Let’s talk about how to do some bi-variate analysis using the Crosstab function from pandas. The Crosstab function is very flexible and allows us to compare two categories.
As usual, we’ll work on this practically using a sample dataset. We’re going to analyze a BankChurn dataset to see when our customers left and the different categories for churn.
We can answer the following questions-
- What is the relationship between income and churn?
- What is the relationship between education and churn?
- What is the relationship between gender and churn?
- What income range has a higher likelihood of churn?
- Of those who churned, what is the average number of months on book by card type?
So let's get started.
Begin by importing pandas as pd and the BankChurners dataset. You can download the dataset from here and follow along.

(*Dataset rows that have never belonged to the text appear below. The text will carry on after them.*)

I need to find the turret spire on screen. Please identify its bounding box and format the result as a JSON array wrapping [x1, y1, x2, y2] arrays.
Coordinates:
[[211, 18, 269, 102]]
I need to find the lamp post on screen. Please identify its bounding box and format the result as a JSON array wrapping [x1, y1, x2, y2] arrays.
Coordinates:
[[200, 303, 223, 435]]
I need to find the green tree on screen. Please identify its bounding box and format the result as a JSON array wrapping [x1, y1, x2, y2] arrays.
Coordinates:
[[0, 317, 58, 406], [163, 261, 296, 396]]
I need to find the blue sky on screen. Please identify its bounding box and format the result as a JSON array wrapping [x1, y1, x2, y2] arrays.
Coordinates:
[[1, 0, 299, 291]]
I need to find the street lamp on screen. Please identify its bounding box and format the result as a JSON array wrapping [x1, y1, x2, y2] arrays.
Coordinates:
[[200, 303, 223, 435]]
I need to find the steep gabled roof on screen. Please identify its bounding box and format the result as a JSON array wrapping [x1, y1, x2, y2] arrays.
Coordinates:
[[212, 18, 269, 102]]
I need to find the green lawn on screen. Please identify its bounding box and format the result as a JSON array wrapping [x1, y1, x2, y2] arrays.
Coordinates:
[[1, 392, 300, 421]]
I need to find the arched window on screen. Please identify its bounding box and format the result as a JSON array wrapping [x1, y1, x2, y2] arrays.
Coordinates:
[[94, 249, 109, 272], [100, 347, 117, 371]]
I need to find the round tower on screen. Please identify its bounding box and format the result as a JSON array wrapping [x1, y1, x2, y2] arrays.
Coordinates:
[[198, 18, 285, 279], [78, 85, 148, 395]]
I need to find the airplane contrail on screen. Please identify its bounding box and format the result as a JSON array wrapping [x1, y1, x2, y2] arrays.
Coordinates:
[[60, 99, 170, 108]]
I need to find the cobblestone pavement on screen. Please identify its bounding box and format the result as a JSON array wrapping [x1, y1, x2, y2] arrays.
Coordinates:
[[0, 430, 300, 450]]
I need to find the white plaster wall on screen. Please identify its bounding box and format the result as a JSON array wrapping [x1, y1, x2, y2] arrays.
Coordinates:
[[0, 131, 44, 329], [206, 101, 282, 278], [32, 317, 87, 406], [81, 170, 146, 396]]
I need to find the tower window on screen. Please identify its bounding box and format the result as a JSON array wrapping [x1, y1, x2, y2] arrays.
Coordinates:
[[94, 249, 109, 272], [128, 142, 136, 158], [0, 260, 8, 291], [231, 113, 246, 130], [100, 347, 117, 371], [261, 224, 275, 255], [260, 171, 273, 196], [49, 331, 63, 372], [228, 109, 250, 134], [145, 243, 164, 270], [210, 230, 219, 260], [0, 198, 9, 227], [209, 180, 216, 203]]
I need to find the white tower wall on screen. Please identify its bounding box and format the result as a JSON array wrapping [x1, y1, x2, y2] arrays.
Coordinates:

To import the dataset, use the pandas read CSV function and save it under the variable df. We can use the head function to access the head (first five rows) of the data just by using the dot head function.
So here we have client number, the attribution flag which we're going to be using for our churn flag, customer age, gender, dependent count, education level, marital status, income level, card category and months on book.
pandas.crosstab(index, columns, values=None, rownames=None, colnames=None, aggfunc=None, margins=False, margins_name='All', dropna=True, normalize=False)
To use this function we can specify an index, specify columns, value, row names, aggregation functions, column names and margins and we can also normalize this. We'll be using the majority of these options in today’s tutorial.
So let's start answering some of our questions using this pandas function.
What is the relationship between income and churn?
To answer this question, we’ll use the Income_Category (income level) as the index, and the Attrition_Flag (which tells if someone is an existing customer or they have left the company) as the columns. We’ll also use margins=true to get a total number of customers in each income bracket.
The Crosstab function will give us the breakdown of customers at each level of the income along with the total customers.
As you can see, majority of the customers seem to be under the $40,000 mark.
Let’s add to this a bit more. To see the customer numbers as a percentage, we can use the normalize argument. By adding normalize=true to the Crosstab function, we get all values as a percentage.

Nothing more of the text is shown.